Reading it, you know it is real. Because you know Plath and her history. And the realness of it makes it horrific. Especially since you know that at various points in time, you have had similar thoughts, with varying degrees of intensity. “I saw the days of the year stretching ahead like a series of bright, white boxes, and separating one box from another was like sleep, like a black shade. Only for me, the long perspectives of shades that set off one box from the next had suddenly snapped up, and I could see day after day after day glaring ahead of me like a white, broad, infinitely desolate avenue. It seemed silly to wash one day when I would only have to wash again the next. It made me tired just to think of it. I wanted to do everything once and for all and be through with it.”

Growing up is stressful. There are careers to be chosen and husbands to be obtained, decisions to be made and disappointments to be experienced. Esther blanks them out, goes into the shell of the bell jar and when that happens in the fifties, you are taken to doctors who are unsympathetic, put through treatments like painful electric shocks and locked up in institutions where there is little recourse. It is a bit of a scary world and as a reader you experience the horror with Esther, not being able to take your eyes off the descent into madness.

But there is redemption in the form of Dr. Nolan who seems to get Esther in a way she hasn’t been before. And by the end of the book Esther is seeing glimpses of hope in a world gone blank and dark. She is once again looking to live. “I took a deep breath and listened to the old brag of my heart. I am, I am, I am.” She is returned, bruised and a bit broken, but whole again. “There ought, I thought, to be a ritual for being born twice - patched, retreaded and approved for the road.”

Of course, we know of Plath and of the briefness of the redemption. The Bell Jar was published after she killed herself at the age of 31. We know of the sometimes-beautiful poetry she wrote and the hagiography her death engendered, the feminist interpretations of her works and the almost larger-than-life figure she became after her death.
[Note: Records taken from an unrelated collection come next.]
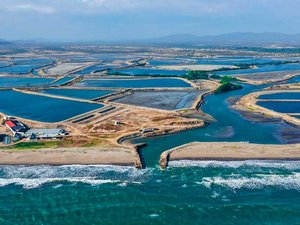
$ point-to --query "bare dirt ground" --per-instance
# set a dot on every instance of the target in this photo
(231, 151)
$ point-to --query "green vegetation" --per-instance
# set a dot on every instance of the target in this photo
(227, 86)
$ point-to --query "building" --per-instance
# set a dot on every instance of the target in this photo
(5, 139)
(34, 134)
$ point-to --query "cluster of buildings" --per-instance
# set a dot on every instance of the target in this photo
(21, 131)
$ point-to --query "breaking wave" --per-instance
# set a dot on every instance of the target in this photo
(289, 165)
(36, 176)
(287, 182)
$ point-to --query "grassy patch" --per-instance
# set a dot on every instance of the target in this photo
(227, 86)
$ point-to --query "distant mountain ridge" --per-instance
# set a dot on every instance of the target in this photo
(232, 39)
(3, 41)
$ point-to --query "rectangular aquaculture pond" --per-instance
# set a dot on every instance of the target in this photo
(136, 83)
(40, 108)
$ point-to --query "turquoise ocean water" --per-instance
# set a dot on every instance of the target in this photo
(207, 193)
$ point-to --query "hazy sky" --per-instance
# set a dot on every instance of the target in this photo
(138, 19)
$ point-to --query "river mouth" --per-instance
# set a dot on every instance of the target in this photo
(230, 126)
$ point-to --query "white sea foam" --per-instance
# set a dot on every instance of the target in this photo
(35, 183)
(258, 182)
(290, 165)
(35, 176)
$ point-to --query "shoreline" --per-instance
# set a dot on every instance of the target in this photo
(71, 156)
(230, 151)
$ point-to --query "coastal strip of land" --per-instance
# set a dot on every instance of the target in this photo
(70, 156)
(230, 151)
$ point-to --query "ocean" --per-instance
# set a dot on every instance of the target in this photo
(248, 192)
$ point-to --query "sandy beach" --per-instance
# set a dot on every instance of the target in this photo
(230, 151)
(69, 156)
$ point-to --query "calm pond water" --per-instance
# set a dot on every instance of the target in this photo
(134, 83)
(37, 108)
(75, 93)
(22, 82)
(287, 95)
(283, 107)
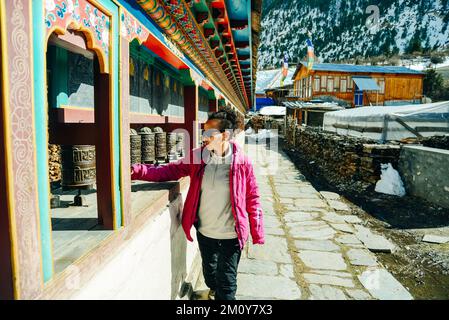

And given all that hype that surrounds her, The Bell Jar is surprisingly a quiet little book, an intimate portrait of a young girl’s descent into a personal hell and her subsequent climb out of it. It reminds you of how little it takes to turn that ennui you feel, like Emily Dickinson, when you see that certain slant of light, into an illness you can possibly never recover from. You read The Bell Jar and realize how lucky you are.